We also think that the render of Stymest was sufficient. By 1 Rev. Stat., c. 124, s. 17, any debtor having the liberty of the limits, may render himself, or be rendered by his surety, to prison, in discharge of the limit bond. By 12 Vict., c. 39, s. 14, a defendant in custody of a sheriff by virtue of any legal process, may be rendered in discharge of his bail in any action depending in the Supreme Court, in the manner therein before provided, that is, in the preceding section for a render in discharge of bail; and by the 31 Vict., c. 13, s. 10, a Judge of a County Court may make an order for the render of any defendant in discharge of his bail, in any cause in any Court in the Province, to the gaol of any County.
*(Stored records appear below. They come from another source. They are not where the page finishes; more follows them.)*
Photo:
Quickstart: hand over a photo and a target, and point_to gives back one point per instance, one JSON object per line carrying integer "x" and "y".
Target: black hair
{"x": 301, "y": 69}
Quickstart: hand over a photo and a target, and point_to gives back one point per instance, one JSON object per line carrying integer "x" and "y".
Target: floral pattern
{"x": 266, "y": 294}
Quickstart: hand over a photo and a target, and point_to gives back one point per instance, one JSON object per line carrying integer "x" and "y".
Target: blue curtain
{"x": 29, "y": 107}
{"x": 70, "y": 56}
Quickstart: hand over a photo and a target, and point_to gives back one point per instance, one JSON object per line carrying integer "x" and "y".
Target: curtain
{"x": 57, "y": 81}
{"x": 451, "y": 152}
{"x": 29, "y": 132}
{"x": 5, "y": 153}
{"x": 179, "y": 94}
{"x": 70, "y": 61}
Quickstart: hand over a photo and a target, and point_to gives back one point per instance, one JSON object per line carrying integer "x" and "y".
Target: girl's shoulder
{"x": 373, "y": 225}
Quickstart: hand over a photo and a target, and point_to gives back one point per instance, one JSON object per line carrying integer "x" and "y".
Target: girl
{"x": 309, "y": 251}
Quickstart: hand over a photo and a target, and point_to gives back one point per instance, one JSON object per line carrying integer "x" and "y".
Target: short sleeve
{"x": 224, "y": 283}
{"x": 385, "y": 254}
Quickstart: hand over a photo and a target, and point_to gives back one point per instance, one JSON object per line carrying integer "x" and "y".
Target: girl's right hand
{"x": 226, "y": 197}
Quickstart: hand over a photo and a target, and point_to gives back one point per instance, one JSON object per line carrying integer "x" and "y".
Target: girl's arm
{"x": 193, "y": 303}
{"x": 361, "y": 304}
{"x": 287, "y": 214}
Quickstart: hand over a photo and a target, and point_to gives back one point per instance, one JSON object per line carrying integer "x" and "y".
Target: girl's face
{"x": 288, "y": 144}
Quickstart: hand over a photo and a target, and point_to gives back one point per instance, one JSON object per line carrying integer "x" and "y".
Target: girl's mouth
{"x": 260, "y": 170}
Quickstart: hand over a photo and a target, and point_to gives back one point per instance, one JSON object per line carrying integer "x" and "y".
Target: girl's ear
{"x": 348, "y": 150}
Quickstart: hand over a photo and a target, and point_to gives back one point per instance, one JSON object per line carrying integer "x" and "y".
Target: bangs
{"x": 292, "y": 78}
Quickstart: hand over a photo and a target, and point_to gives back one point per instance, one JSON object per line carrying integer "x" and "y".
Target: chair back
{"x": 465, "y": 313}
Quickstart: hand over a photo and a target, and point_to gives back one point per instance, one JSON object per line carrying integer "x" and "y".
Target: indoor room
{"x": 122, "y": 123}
Though the word "bail" in these Statutes may, strictly speaking, mean special bail, or bail to the sheriff: still, looking to the fact that the sureties in a limit bond are authorized to render their principal to prison-a proceeding analagous to that of render by special bail -we are inclined to think that the word "bail" may be held to apply to the sureties in a limit bond. Admitting, however, that the Act will not bear that construction, as Stymest had a right to render himself in discharge of his sureties, see Campbell v. Henan (Bert. R. 72,) and he is now actually in the custody of the sheriff, who has received him under the order for render and taken a new limit bond, we think the defendant is entitled to have the proceeding in this action stayed, on payment of the costs up to the time of the application made to Mr. Justice Weldon. Rule accordingly.